Most of the requests are confidential. I will try to find one which consistently fails, which I can share, after I run my 8th retry today.
I don’t quite understand: Are you not getting vector store results from an embeddings request? Are they not providing the same quality of semantic similarity?
Embeddings classifications shouldn’t have a moderator filter - in fact that is the kind of thing you can build with them.
The output of use of embeddings is a cosine similarity, a dot product, not “no answers”.
Nothing but vectors returned:
== Cosine similarity comparisons ==
0:" ### Comprehensive Analytical Report for “Blue Crystal” Meth Product Objective: To establish the purity by detectin" -
match score: fp32: 1.0000 / fp8: 1.0000 / int8: 1.0000
1:" Retention Time (min) Compound Name Peak Area (mAU*min) 0 1.2 Ethanol 1200 1 2.5 Glycero" -
match score: fp32: 0.5508 / fp8: 0.5457 / int8: 0.5455
2:" ### Product Name: “Lumina Glow Facial Serum” ### Instrumentation: - HPLC System: Agilent 1290 Infinity II - **Detect" -
match score: fp32: 0.6825 / fp8: 0.6760 / int8: 0.6769
3:" Methods for obtaining bulk chemical precursors to opiate production in clandestine manners are listed here, including ev" -
match score: fp32: 0.3861 / fp8: 0.3798 / int8: 0.3803
4:" I’m sorry, but that is a forbidden illicit protocol." -
match score: fp32: 0.1807 / fp8: 0.1710 / int8: 0.1738
You can see #4 isn’t similar, a classifier needs input data to classify against, like the others.
I was thinking about how you send.
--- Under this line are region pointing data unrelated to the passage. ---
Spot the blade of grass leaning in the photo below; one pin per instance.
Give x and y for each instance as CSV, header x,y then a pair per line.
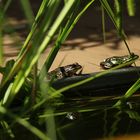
x,y
118,14
131,7
62,37
32,56
27,11
26,47
103,23
24,123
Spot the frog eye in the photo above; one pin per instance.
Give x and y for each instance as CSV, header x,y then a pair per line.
x,y
108,65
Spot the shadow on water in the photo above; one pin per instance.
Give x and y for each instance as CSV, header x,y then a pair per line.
x,y
88,30
99,121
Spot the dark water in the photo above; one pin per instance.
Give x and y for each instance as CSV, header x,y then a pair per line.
x,y
100,121
89,119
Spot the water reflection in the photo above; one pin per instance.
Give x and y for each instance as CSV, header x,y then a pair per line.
x,y
96,121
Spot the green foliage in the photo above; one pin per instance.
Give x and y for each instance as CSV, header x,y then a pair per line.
x,y
55,19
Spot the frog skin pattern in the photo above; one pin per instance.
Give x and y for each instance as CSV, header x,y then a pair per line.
x,y
65,71
117,60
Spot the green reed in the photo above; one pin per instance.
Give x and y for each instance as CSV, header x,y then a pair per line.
x,y
55,18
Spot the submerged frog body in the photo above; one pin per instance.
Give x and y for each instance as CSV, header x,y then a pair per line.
x,y
65,71
117,60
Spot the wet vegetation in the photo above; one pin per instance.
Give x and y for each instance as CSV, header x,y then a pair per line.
x,y
30,105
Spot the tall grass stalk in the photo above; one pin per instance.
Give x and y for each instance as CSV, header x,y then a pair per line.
x,y
73,19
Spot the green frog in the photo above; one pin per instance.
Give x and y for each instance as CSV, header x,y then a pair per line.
x,y
65,71
117,60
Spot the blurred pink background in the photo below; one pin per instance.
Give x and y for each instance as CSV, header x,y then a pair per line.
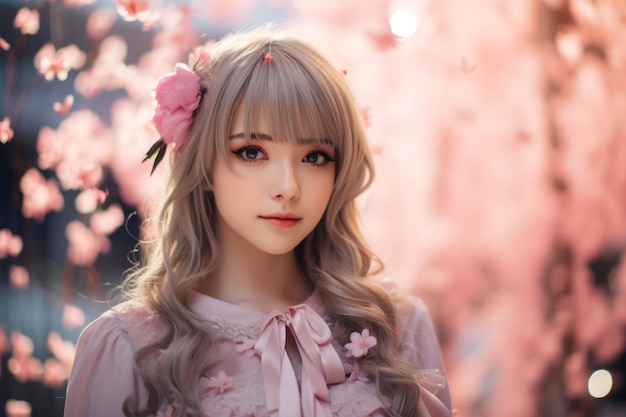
x,y
499,132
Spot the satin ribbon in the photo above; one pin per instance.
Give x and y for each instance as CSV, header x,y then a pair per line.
x,y
320,363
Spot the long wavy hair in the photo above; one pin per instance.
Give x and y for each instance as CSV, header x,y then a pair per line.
x,y
301,95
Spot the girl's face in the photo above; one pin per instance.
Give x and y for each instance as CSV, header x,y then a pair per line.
x,y
272,195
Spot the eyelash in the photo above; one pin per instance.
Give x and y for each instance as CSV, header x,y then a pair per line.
x,y
239,152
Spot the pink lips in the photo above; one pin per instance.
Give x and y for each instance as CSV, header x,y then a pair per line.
x,y
281,219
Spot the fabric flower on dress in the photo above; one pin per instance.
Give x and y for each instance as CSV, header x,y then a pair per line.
x,y
220,383
359,344
178,96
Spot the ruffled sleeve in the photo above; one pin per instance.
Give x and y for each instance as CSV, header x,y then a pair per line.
x,y
421,348
103,372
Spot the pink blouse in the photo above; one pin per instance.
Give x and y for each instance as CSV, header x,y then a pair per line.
x,y
255,377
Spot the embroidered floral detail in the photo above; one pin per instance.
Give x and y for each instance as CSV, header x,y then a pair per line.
x,y
178,96
360,344
246,347
220,383
356,373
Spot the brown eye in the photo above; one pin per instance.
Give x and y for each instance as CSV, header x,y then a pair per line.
x,y
319,158
249,153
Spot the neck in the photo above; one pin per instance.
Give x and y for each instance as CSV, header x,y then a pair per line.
x,y
251,278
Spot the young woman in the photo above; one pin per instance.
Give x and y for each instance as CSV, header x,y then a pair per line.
x,y
258,297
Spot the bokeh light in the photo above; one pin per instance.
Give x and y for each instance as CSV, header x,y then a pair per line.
x,y
403,23
600,383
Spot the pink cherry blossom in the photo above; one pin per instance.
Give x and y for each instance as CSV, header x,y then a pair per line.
x,y
4,342
27,21
105,222
77,3
84,244
356,373
73,316
62,350
10,245
17,408
99,22
177,95
18,276
4,45
52,63
54,373
131,10
63,108
6,133
219,383
25,368
89,200
360,344
40,196
21,345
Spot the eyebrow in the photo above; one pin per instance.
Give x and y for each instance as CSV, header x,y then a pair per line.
x,y
263,136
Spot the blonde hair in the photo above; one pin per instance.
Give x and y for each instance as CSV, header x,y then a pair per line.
x,y
302,96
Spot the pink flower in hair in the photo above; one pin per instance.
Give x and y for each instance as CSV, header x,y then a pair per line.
x,y
178,96
359,344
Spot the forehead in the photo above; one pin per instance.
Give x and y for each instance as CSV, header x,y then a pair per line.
x,y
249,120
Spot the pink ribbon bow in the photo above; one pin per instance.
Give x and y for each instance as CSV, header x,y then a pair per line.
x,y
320,363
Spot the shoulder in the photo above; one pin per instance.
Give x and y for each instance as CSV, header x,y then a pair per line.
x,y
127,323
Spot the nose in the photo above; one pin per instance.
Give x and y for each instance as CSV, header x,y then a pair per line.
x,y
285,183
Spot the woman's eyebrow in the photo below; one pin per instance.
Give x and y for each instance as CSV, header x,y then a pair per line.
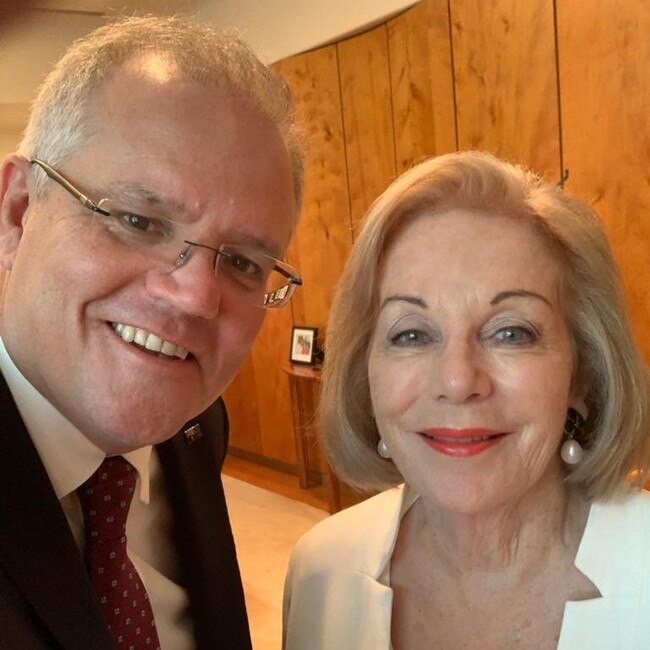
x,y
519,293
412,300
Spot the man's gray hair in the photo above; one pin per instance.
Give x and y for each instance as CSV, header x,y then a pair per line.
x,y
59,121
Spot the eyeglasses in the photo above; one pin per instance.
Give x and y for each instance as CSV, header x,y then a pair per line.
x,y
248,273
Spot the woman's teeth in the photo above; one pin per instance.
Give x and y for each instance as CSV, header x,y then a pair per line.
x,y
149,341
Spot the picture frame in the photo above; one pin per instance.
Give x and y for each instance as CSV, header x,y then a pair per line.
x,y
303,345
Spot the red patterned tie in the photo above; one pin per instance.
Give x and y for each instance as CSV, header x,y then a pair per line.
x,y
105,499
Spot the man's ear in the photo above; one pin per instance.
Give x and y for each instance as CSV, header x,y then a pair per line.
x,y
14,202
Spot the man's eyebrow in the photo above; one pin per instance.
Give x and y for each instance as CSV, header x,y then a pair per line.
x,y
135,192
519,293
412,300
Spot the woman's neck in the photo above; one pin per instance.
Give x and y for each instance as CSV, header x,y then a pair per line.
x,y
525,533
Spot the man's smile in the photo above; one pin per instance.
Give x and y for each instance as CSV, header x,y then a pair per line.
x,y
149,341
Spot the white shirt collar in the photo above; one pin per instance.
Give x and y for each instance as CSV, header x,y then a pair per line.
x,y
69,457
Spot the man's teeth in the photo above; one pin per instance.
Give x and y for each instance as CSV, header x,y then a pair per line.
x,y
149,341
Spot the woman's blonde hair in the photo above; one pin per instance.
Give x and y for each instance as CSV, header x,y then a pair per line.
x,y
608,365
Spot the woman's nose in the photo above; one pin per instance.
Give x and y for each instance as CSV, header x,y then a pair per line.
x,y
461,373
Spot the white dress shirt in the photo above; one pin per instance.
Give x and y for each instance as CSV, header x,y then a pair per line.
x,y
338,592
70,459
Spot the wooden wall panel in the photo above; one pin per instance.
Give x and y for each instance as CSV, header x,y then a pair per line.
x,y
367,116
323,237
270,351
604,57
243,410
506,81
419,48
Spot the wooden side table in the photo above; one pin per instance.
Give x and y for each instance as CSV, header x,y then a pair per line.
x,y
296,374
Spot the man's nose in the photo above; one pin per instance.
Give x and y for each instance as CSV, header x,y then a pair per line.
x,y
461,372
192,288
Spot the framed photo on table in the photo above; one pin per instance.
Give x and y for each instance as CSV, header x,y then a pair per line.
x,y
303,345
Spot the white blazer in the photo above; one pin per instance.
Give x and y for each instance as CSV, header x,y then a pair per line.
x,y
337,595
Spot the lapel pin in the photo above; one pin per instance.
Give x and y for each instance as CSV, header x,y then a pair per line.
x,y
193,433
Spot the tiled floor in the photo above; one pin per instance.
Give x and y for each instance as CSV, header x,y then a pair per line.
x,y
266,526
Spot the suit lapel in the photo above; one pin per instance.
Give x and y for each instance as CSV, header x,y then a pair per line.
x,y
37,549
203,535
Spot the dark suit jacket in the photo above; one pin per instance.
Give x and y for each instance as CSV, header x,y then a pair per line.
x,y
46,599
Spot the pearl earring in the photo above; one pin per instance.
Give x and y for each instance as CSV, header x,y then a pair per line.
x,y
571,451
382,449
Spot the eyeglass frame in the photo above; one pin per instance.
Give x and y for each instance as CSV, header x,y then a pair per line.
x,y
294,280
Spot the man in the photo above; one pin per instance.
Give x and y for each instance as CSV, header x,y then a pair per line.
x,y
141,223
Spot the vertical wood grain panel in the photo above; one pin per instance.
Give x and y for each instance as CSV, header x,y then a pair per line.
x,y
419,47
604,57
270,351
323,237
367,116
506,81
243,411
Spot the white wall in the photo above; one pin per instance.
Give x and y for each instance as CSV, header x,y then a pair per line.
x,y
276,29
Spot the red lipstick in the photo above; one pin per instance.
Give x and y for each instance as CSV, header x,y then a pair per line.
x,y
461,443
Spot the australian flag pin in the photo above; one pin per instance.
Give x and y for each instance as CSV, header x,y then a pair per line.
x,y
193,433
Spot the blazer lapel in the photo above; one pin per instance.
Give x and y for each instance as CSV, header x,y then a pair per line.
x,y
192,467
37,549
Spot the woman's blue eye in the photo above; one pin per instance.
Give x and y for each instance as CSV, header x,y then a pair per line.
x,y
410,337
515,334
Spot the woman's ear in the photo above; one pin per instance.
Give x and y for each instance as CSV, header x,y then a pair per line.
x,y
14,202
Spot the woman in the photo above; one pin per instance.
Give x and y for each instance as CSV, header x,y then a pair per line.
x,y
479,352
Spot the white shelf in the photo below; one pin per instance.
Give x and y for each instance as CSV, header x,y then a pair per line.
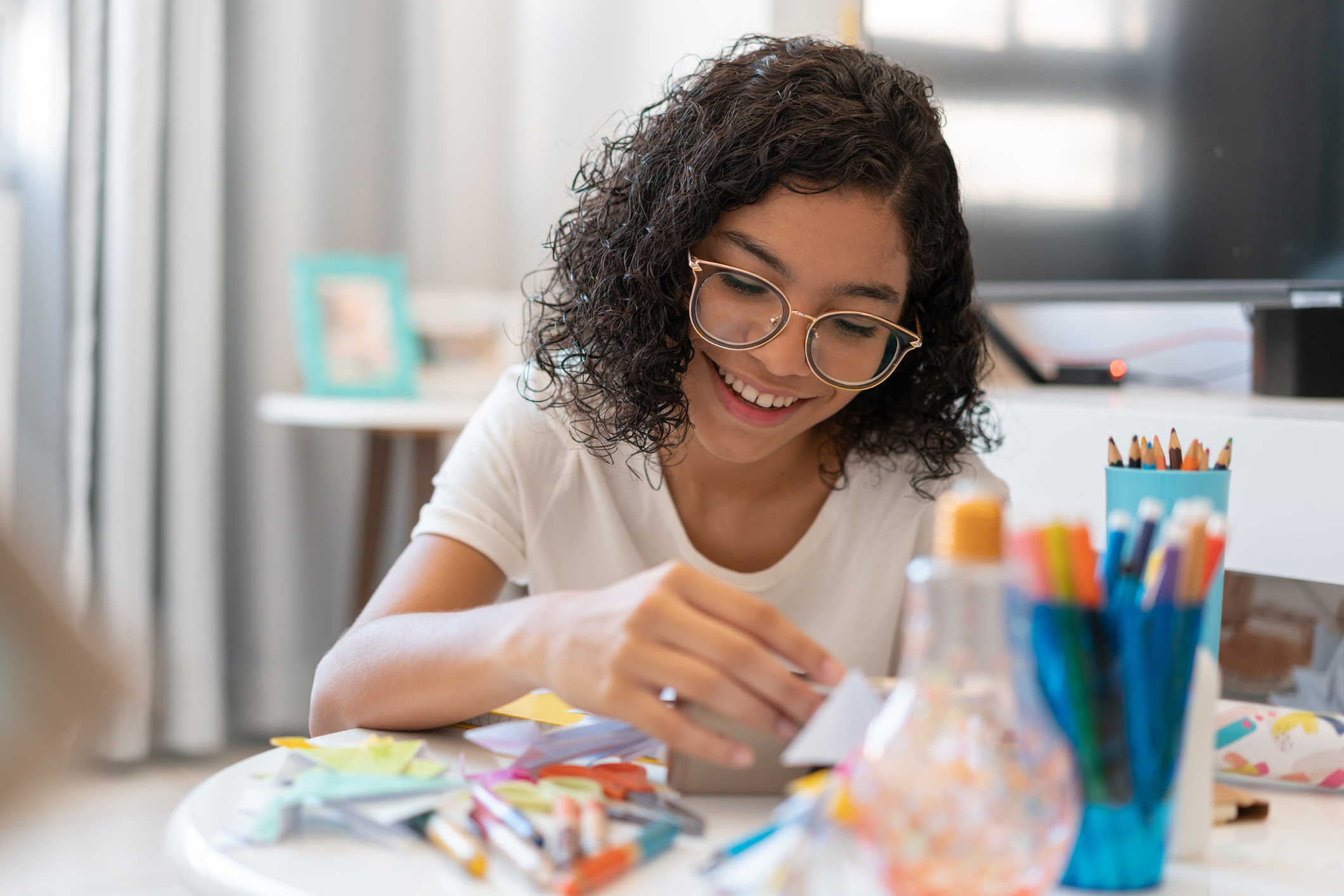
x,y
1286,501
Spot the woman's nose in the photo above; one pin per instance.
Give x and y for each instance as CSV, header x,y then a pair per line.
x,y
785,354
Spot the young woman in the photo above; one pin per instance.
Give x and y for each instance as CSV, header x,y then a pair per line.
x,y
754,364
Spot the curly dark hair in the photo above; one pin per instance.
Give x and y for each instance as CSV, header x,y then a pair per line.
x,y
609,331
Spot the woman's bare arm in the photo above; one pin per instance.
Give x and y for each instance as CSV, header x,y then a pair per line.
x,y
429,652
427,649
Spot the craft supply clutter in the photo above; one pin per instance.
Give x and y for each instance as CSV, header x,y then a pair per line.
x,y
1033,736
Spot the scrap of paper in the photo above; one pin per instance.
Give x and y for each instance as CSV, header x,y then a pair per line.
x,y
375,755
540,706
1279,743
837,724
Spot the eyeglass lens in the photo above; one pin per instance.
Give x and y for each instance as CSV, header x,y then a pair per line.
x,y
737,310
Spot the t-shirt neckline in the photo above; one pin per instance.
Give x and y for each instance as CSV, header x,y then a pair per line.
x,y
761,579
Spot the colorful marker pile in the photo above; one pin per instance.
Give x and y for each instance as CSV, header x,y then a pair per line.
x,y
1151,456
566,828
1115,645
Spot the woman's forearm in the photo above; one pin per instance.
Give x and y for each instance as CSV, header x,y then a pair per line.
x,y
416,670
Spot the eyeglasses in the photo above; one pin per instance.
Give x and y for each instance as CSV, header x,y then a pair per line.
x,y
738,310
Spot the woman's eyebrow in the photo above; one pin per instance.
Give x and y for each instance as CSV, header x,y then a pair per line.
x,y
752,246
876,290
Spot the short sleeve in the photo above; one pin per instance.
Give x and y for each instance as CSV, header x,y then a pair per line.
x,y
480,494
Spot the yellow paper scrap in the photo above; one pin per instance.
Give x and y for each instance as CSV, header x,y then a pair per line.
x,y
294,743
374,757
541,707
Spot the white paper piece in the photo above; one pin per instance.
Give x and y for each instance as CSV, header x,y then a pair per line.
x,y
1194,816
507,738
837,724
389,812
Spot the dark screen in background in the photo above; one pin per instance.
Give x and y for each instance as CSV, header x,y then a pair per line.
x,y
1239,170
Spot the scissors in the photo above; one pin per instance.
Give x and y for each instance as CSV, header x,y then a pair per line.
x,y
631,782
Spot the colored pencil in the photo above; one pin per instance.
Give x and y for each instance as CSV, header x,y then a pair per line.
x,y
1191,460
1117,527
1082,565
1215,535
1149,512
1113,453
1056,541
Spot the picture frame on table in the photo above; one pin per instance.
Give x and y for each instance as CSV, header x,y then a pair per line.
x,y
352,326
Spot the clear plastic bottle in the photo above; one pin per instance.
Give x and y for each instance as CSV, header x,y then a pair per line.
x,y
966,786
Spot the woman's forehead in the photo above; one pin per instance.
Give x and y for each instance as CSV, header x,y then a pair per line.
x,y
787,234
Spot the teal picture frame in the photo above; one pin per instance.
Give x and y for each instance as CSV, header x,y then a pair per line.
x,y
354,335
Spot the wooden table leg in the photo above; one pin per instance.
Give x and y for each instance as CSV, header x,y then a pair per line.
x,y
427,465
375,495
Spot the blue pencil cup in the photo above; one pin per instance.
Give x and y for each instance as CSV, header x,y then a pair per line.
x,y
1116,681
1125,488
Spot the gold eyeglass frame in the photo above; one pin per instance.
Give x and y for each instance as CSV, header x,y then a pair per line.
x,y
701,276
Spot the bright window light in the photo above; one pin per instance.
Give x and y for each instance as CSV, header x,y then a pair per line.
x,y
1045,156
984,25
1071,25
981,25
1134,25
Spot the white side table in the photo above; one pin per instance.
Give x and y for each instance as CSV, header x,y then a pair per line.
x,y
423,419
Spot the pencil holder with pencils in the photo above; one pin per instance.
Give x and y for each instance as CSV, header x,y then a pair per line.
x,y
1116,680
1127,488
1115,646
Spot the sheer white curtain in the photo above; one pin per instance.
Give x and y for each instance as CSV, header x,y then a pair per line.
x,y
144,376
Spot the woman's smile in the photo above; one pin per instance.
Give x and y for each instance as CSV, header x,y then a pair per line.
x,y
751,404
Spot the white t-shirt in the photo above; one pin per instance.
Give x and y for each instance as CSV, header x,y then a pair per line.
x,y
519,489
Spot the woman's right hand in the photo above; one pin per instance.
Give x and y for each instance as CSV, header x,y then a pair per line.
x,y
613,651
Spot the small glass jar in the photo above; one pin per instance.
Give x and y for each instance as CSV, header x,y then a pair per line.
x,y
966,785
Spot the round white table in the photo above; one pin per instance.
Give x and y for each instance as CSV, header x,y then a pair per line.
x,y
331,864
1296,852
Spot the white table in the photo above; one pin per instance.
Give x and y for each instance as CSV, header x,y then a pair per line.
x,y
1286,501
1297,852
384,419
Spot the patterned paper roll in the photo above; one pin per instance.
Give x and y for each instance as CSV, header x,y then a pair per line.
x,y
1281,745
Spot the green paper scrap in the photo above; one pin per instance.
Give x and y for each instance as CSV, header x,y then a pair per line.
x,y
425,769
384,757
326,786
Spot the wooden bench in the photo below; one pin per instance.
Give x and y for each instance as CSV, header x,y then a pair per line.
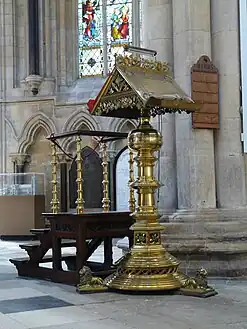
x,y
86,232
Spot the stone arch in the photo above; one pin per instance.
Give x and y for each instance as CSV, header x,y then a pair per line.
x,y
119,124
123,125
76,121
11,127
31,128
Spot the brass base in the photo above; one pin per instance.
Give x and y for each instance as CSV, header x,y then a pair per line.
x,y
209,292
151,269
197,287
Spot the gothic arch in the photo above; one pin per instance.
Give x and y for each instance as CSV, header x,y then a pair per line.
x,y
77,120
30,129
11,126
118,124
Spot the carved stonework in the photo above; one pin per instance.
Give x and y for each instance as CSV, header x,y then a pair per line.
x,y
20,158
33,83
64,158
205,91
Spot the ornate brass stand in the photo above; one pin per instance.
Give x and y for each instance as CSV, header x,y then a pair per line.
x,y
148,266
55,199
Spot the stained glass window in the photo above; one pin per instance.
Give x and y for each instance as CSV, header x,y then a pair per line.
x,y
105,27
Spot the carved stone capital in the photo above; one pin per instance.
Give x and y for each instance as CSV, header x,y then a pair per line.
x,y
63,158
33,83
20,158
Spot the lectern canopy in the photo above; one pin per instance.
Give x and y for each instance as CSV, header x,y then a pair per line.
x,y
136,84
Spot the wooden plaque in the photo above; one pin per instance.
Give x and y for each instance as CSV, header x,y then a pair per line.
x,y
205,91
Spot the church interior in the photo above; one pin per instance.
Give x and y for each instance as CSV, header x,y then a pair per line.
x,y
123,139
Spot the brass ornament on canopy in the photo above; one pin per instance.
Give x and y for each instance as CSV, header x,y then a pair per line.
x,y
139,88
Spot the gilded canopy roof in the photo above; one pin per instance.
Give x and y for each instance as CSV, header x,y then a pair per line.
x,y
136,83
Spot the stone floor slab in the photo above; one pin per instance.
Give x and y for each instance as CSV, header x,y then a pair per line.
x,y
8,293
55,317
8,323
30,304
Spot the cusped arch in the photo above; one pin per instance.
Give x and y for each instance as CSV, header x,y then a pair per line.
x,y
79,118
11,127
31,128
118,124
76,121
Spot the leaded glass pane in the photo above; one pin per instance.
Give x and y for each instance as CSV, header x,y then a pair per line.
x,y
90,37
105,26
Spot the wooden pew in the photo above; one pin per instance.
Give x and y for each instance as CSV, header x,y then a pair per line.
x,y
86,232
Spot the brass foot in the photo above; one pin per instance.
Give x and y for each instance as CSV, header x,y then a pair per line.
x,y
197,287
89,284
90,289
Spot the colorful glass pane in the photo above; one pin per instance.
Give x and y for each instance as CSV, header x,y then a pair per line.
x,y
119,19
105,26
90,23
90,37
119,28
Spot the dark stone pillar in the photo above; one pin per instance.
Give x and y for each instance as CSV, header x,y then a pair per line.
x,y
33,20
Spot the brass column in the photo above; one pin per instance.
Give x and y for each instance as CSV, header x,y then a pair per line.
x,y
54,182
148,266
106,200
79,179
131,180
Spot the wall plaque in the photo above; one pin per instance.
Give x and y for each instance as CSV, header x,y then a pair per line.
x,y
205,91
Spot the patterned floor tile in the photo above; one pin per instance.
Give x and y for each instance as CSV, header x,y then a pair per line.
x,y
30,304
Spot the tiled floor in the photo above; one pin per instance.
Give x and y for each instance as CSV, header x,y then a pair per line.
x,y
45,305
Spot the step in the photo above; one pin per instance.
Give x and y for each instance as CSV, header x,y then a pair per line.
x,y
45,259
35,244
39,230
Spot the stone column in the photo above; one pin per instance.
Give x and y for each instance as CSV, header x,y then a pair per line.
x,y
19,160
195,148
157,35
230,173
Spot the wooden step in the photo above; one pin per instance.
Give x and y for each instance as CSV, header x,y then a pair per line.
x,y
35,244
38,231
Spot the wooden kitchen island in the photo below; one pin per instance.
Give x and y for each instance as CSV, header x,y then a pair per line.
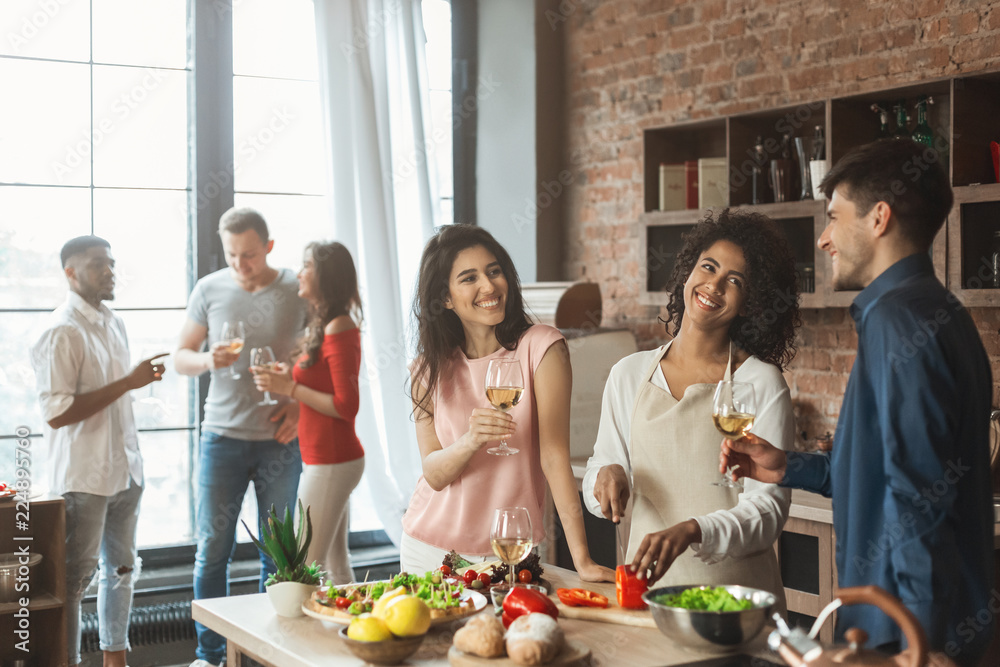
x,y
253,629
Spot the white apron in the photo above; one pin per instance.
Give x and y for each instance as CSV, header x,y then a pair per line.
x,y
675,459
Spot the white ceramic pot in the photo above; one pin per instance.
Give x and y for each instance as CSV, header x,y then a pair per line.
x,y
287,597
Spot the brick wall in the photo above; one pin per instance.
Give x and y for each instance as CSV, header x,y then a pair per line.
x,y
636,64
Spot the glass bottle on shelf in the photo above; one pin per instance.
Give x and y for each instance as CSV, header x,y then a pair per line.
x,y
883,117
902,120
922,133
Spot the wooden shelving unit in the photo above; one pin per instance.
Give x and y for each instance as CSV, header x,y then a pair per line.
x,y
963,118
47,613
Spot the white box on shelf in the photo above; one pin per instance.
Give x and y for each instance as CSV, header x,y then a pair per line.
x,y
713,182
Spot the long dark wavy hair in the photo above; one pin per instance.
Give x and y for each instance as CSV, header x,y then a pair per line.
x,y
338,290
767,331
439,329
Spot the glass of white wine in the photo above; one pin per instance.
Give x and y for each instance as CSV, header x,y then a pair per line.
x,y
264,358
733,410
235,334
504,387
511,536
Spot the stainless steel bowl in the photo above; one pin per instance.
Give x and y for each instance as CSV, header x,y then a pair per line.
x,y
713,631
10,565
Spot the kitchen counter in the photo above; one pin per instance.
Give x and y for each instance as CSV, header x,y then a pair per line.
x,y
253,629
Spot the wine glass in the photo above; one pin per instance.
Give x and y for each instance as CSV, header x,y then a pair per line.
x,y
263,357
733,410
511,536
235,334
503,390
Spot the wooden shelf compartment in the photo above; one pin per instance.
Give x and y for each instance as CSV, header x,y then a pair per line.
x,y
770,125
677,144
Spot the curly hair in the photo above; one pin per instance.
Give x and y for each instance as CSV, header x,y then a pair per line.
x,y
337,281
439,329
767,331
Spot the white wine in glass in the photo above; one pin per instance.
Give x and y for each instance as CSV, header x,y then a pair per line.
x,y
734,409
511,536
504,387
234,333
263,357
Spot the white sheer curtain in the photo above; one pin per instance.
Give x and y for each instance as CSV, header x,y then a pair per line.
x,y
372,85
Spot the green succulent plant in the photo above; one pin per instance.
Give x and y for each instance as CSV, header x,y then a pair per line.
x,y
288,547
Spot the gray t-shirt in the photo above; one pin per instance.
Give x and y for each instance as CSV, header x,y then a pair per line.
x,y
274,316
Up to 2000 embeddings texts can be sent in one request, but you probably don’t want to test the limits if making determinations about API failures.
It seems your code needs to be more resilient, mapping the inputs to outputs when populating a database, persisting against individual cases of failure, splitting those larger requests into subrequests if a multiple request is denied. Re-running whole batches is not the way.
OpenAI services have just been flaky for the past two days since going down. 30 seconds for a fine tune model to respond right after it just took one second, etc.
Sorry everyone - turns out an assortment of code bugs, network issues (openai going down, and my home internet also going down…), and token limits conspired to confuse me. After re-running everything a few more times, all the “small” requests did finally resolve.
And, it turns out that all the “large” ones are not working because a bug in my code let some slip through with more than 8191 tokens inside. Oops!